= Qitmir =

Dog that guarded the People of the Cave in Islamic tradition

In Islamic tradition, Qitmir (قطمير) was the dog that guarded the Companions of the Cave and stood by them all through their long sleep. His name, Qitmir, is, in Arabic, also the small membrane separating a date from its pit. He is sometimes called Ar-Raqim (الرقيم), although narrations identify Ar-Raqim as the name of the cave, or a "brass plate, or stone table".
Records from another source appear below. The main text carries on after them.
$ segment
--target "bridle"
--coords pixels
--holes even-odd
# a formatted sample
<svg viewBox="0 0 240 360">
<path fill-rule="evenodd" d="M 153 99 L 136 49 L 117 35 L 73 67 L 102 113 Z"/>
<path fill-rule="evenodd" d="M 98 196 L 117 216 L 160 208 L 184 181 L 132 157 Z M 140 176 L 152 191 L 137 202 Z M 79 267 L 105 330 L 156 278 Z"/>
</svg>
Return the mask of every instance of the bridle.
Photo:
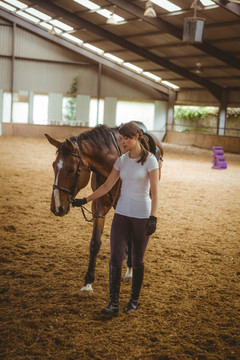
<svg viewBox="0 0 240 360">
<path fill-rule="evenodd" d="M 59 186 L 57 184 L 54 184 L 53 185 L 53 190 L 57 189 L 57 190 L 61 190 L 67 194 L 69 194 L 69 202 L 72 203 L 74 198 L 75 198 L 75 190 L 76 190 L 76 186 L 77 186 L 77 182 L 78 182 L 78 178 L 79 178 L 79 175 L 80 175 L 80 163 L 81 163 L 81 154 L 80 154 L 80 150 L 79 150 L 79 146 L 77 143 L 75 143 L 77 145 L 77 148 L 78 148 L 78 154 L 77 153 L 74 153 L 74 152 L 71 152 L 69 153 L 69 155 L 72 155 L 72 156 L 76 156 L 79 161 L 78 161 L 78 165 L 77 165 L 77 173 L 76 173 L 76 177 L 75 177 L 75 181 L 74 181 L 74 185 L 73 185 L 73 188 L 70 190 L 70 189 L 66 189 L 62 186 Z"/>
<path fill-rule="evenodd" d="M 114 135 L 114 133 L 111 131 L 111 136 L 112 136 L 112 139 L 113 139 L 113 143 L 114 143 L 114 146 L 116 147 L 117 149 L 117 152 L 118 152 L 118 155 L 120 156 L 121 155 L 121 150 L 118 146 L 118 143 L 117 143 L 117 140 L 116 140 L 116 137 Z M 63 191 L 67 194 L 69 194 L 69 198 L 68 198 L 68 201 L 70 203 L 73 202 L 74 198 L 75 198 L 75 192 L 76 192 L 76 186 L 77 186 L 77 182 L 78 182 L 78 178 L 79 178 L 79 175 L 80 175 L 80 164 L 81 164 L 81 153 L 80 153 L 80 149 L 79 149 L 79 145 L 77 142 L 75 142 L 75 145 L 77 145 L 77 148 L 78 148 L 78 154 L 77 153 L 74 153 L 74 152 L 71 152 L 69 153 L 69 155 L 72 155 L 72 156 L 76 156 L 78 157 L 79 161 L 78 161 L 78 166 L 77 166 L 77 173 L 76 173 L 76 177 L 75 177 L 75 181 L 74 181 L 74 186 L 72 188 L 72 190 L 70 189 L 66 189 L 62 186 L 59 186 L 57 184 L 54 184 L 53 185 L 53 190 L 57 189 L 57 190 L 60 190 L 60 191 Z M 89 171 L 92 171 L 94 172 L 94 169 L 92 169 L 91 167 L 88 167 Z M 103 214 L 103 215 L 98 215 L 101 211 L 101 208 L 99 207 L 99 209 L 96 211 L 95 214 L 93 214 L 91 211 L 89 211 L 87 208 L 85 208 L 85 206 L 81 206 L 81 210 L 82 210 L 82 213 L 83 213 L 83 217 L 84 219 L 87 221 L 87 222 L 92 222 L 98 218 L 105 218 L 105 216 L 107 215 L 107 213 L 110 211 L 110 209 L 112 208 L 112 206 L 114 206 L 116 200 L 117 200 L 117 197 L 118 197 L 118 194 L 119 194 L 119 191 L 120 191 L 120 188 L 121 188 L 121 182 L 119 181 L 118 183 L 118 188 L 117 188 L 117 191 L 116 191 L 116 194 L 114 196 L 114 198 L 112 197 L 112 194 L 111 194 L 111 191 L 109 192 L 109 195 L 110 195 L 110 198 L 111 198 L 111 204 L 108 208 L 108 210 Z M 102 203 L 102 200 L 101 200 L 101 206 L 103 207 L 103 203 Z M 86 217 L 86 214 L 85 214 L 85 211 L 87 211 L 88 213 L 90 213 L 92 216 L 92 219 L 87 219 Z"/>
</svg>

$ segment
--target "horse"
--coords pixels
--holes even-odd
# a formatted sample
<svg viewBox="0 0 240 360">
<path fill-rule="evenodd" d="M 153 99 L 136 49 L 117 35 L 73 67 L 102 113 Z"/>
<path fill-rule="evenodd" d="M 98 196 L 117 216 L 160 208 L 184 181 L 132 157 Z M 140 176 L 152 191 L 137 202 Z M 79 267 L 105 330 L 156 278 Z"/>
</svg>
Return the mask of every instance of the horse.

He is regarded as one of the most important animals of Islam. In Tafsir Ibn Kathir, Ibn Jurayj described Qitmir as lying outside the door on his stomach with his front legs stretched out. He was also said to be either the hunting dog of one of the Companions of the Cave, which is the more accepted view, or the dog of the king’s chef, who accepted the Aṣḥāb al-Kahf's religious views, and brought Qitmir with him.

== In the Quran ==
In Al-Kahf, the following is mentioned:

And you would have thought they were awake, while they were actually asleep. And We turned them on their right and on their left sides, and their dog stretching forth his two forelegs at the entrance [of the Cave]. Had you looked at them, you would certainly have run away from them, and would certainly have been filled with awe of them.

== Alleged skull ==
Jordanian archaeologist Rafiq Al-Dajani entered the Cave of the Seven Sleepers in Al-Rajib in 1963, where he allegedly found seven graves, and part of a dog's skull on the door of the cave.